The map at the left shows the three parks we visited and the town of Moab, where we stayed. It takes in a wide area so that you can see how the Green River comes down from the north and joins the Colorado inside Canyonlands, which the rivers divide into three sections.
If you click the map, you’ll see just a part of it expanded—the part that shows the routes we took from Moab to get to each of the parks. It shows where we entered each park, but not where we went once we were inside. The expanded version doesn’t give you the full overview, but at least the labels on the map are big enough to read.
The name of Dead Horse State Park is said to have come about as follows: in the old days, cowboys used to round up wild horses by driving them onto the point, which has a narrow neck and then opens out a bit—a spoon-shaped peninsula, like Boston in its early days. When the cowboys fenced off the neck, it became a natural corral, encircled by steep cliffs than horses couldn’t negotiate.
At some point, it’s said, a herd of mustangs was abandoned there, and died of starvation and thirst within sight of the Colorado River 2,000 feet below. Apparently no one has succeeded in finding reliable evidence that this actually happened, because the story is generally described as a legend.
Dead Horse Point State Park isn’t far from Moab, at least by air, although the terrain makes the roundabout drive to get there a little longish. You can see the route if you expand the map above. (It shows how we got to the park, but doesn’t trace our route inside it.)
In photo # 1 and others, a couple of bright blue ponds in the near distance provide a rather startling point of contrast. These are not natural features. On the south side of the Colorado, between Dead Horse Point and Moab (a much shorter distance as the crow flies than as the SUV drives) are the works of a company that mines potash, a.k.a. potassium. Rather than dig out the potassium, they pump in salt (a.k.a. sodium) brine to dissolve it under the ground. This produces a heavier brine, containing both sodium and potassium, that they pump out of the ground into these solar evaporation ponds, which the company created. Thee ponds are lined with plastic to deter seepage, and divided into sections—the Google Earth view in the picture shows 17 sections in the bigger pond and 5 in the smaller one—in which you can the evaporation process is at various stages.

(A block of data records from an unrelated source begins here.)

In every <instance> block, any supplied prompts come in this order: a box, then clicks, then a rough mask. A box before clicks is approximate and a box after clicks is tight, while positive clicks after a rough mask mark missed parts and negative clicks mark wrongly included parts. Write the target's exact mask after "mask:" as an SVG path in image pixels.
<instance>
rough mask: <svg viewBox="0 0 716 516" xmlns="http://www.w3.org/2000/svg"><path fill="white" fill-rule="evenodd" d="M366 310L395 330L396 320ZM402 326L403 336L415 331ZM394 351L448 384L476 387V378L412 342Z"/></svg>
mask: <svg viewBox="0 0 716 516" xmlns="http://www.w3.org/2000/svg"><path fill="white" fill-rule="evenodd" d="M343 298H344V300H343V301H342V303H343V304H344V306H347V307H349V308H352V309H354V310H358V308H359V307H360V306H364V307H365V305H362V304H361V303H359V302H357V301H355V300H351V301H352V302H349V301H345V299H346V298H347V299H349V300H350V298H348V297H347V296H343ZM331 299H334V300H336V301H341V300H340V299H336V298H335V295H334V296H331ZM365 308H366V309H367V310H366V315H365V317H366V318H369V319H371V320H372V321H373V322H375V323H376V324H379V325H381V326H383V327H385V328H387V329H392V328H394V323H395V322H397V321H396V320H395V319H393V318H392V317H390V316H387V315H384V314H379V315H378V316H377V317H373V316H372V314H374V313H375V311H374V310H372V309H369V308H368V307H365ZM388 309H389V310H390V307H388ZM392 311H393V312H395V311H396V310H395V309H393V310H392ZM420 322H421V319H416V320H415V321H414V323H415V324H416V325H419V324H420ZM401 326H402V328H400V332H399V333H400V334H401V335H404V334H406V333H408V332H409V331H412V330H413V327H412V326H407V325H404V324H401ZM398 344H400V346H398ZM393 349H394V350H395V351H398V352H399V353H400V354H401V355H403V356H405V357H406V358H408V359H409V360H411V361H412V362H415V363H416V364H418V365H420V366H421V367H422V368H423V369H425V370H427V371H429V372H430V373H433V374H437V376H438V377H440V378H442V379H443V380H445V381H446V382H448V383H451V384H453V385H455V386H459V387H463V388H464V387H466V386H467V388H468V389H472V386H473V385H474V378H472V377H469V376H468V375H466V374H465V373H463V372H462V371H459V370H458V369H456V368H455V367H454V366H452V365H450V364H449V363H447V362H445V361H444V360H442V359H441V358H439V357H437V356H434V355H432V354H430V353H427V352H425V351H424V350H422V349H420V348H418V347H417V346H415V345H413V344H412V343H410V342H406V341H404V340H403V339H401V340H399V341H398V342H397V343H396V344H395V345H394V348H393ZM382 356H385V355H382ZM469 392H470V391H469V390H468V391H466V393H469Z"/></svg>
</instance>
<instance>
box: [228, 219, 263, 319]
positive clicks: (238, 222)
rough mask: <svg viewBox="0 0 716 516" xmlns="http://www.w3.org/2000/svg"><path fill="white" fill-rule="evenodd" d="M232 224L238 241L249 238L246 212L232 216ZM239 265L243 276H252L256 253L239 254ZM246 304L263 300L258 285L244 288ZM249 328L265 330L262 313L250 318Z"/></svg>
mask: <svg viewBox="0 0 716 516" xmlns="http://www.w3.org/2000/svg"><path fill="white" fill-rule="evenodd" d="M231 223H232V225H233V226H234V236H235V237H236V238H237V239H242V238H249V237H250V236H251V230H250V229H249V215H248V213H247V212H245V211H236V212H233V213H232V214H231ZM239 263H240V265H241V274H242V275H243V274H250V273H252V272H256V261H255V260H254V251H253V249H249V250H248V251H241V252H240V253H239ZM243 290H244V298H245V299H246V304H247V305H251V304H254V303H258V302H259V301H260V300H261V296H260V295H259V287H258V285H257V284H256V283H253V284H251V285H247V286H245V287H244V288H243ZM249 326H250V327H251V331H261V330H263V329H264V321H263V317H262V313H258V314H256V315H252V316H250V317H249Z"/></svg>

It takes 300 days of sunshine to get the water out of a full section. To aid this process, the company adds blue dye, which darkens the brine to make it absorb the sun’s light and heat more efficiently. (I don't know why it looks dark and almost purple in the Google Earth picture above, but this probably has something to do with the picture being taken from outside the Earth's atmosphere. To my naked and earthbound eye, the ponds were the same bright azure you can see in the photos we took.)
When evaporation is complete, a section contains a mixture of sodium and potassium crystals that the company hauls to its nearby plant and separates through a flotation process. (In case you’re wondering, most of the potassium goes into fertilizer, though it has other chemical uses as well, and can take the place of table salt for people who are allergic to sodium.)
Photos #21 and 22 include a couple of youngsters who were (rather daringly) making use of the landscape as a portrait backdrop. I waited for them to move on so I could take my usual unpopulated shot. But it was clear that they were in no hurry, and it soon dawned on me that the pictures would probly be better with those kids in them than without.